Fans of Surrogate Valentine's star Goh Nakamura who are intrigued by his prominence in one of the highlighted features might find themselves checking out other SFIAAFF programs as well. Music and film are often seen as competing forms of entertainment, but Frisco Bay's festivals have become saavy about finding ways to involve passionate seekers of out-of-the-ordinary music in their events. In a particularly brilliant move, the San Francisco International Film Festival has announced (among a few other early SFIFF program indications) that the Castro Theatre stage will play host to the Tindersticks on May 2nd, where the group will perform live under a screen showing excerpts from six of the Claire Denis films they've provided the musical score to. This makes attendance at the Pacific Film Archive's current Denis retrospective all the more imperative as preparation for this one-of-a-kind film/music event. Of the six films to be excerpted for this performance, only White Material has already had its PFA screening. Nénette et Boni plays March 25, Trouble Every Day on April 2nd, L'Intrus on April 8th & 9th, Friday Night on April 15, and 35 Shots of Rum on April 16th.

It wasn't so long ago that I considered myself much more of a music aficionado than a cinephile myself. The first film I tried to buy a ticket for at the SFIFF was Iara Lee's electronic music documentary, Modulations. It was sold out, and I ended up seeing it during its theatrical run, and waiting another year before actually attending SFIFF. I've recently been reminded that my first excursions to truly independent movie theatres the Red Vic and the Roxie were facilitated by frequent ticket giveaways from my favorite radio station I've ever regularly listened to, 90.3 KUSF-FM. Without my interest in keeping on top of exciting independent music curated by the KUSF DJs, I might never have gotten into the habit of attending these alternative screening venues. Even after my attention to music became eclipsed by my attention to movies, I became a loyal listener to the Movie Magazine International radio program produced by Monica Sullivan out of the station. It was a great way to keep on top of festivals, revivals, new releases, etc. And yes, they had ticket giveaways on that weekly program as well.

In case you haven't heard about the University of San Francisco's decision to sell off the 90.3 frequency earlier this year, here's a good primer.

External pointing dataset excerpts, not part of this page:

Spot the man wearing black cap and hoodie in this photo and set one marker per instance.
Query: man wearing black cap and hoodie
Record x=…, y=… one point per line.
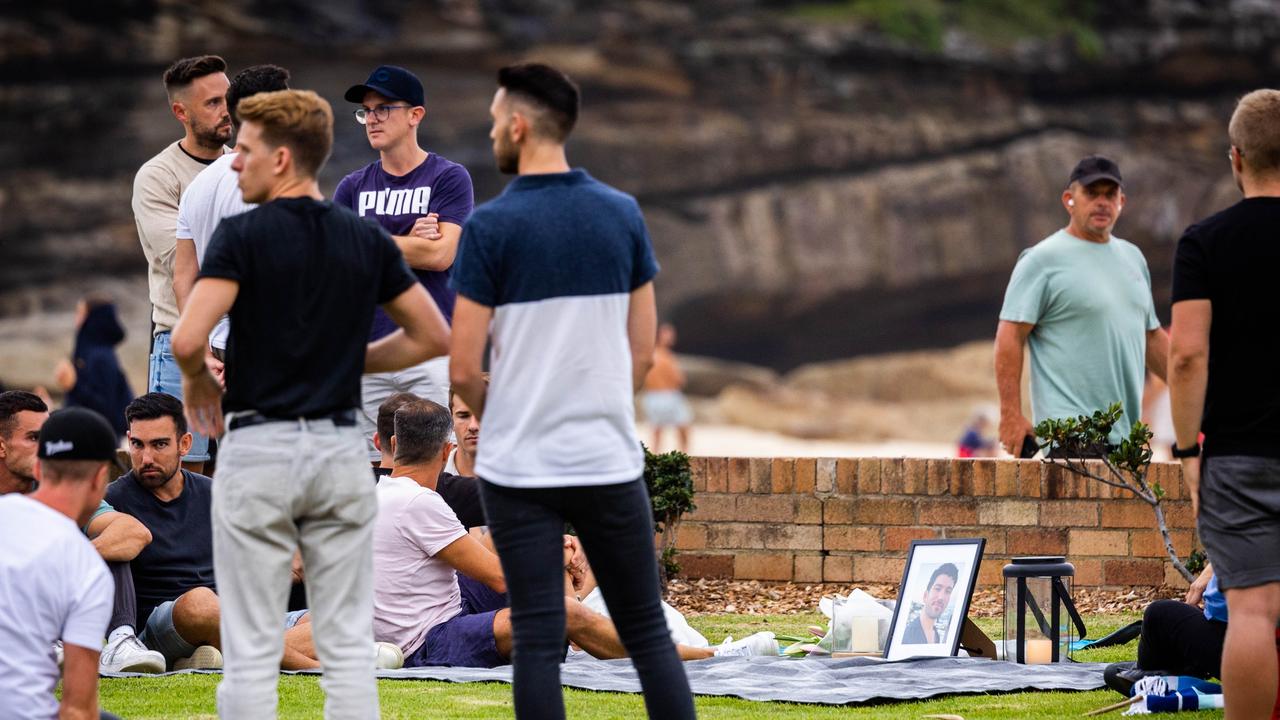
x=53, y=584
x=421, y=199
x=1082, y=300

At the end of last month, I was one of many who sent a letter to the Federal Communcations Commission in Washington, D.C., asking that they deny the premature transfer of the frequency the public had entrusted the University to operate in the interest of the local community (which KUSF had, with great panache, as it hosted over a dozen foreign-language broadcasts and partnered with countless local businesses and non-profit organizations to get the word out on important activities.) While KUSF supporters wait to hear what will happen next on the legal front, they continue to rally support for their cause by organizing events to benefit the cost of fighting the transfer. Tomorrow night, a special screening of the punk rock documentary A History Lesson, part 1 will be held at the 9th Street Independent Film Center, and this Saturday at midnight, a screening of a surprise film (perhaps you can figure it out from this blurb) will be presented at the Red Vic (whose March and April calendars are as strong as any two months at that venue as I can remember). Proceeds from both screenings will go to the Save KUSF campaign. Of course, if you can't make it to either screening, the fight to keep San Francisco airwaves locally-controlled in the face of media consolidation can also be aided with a direct donation.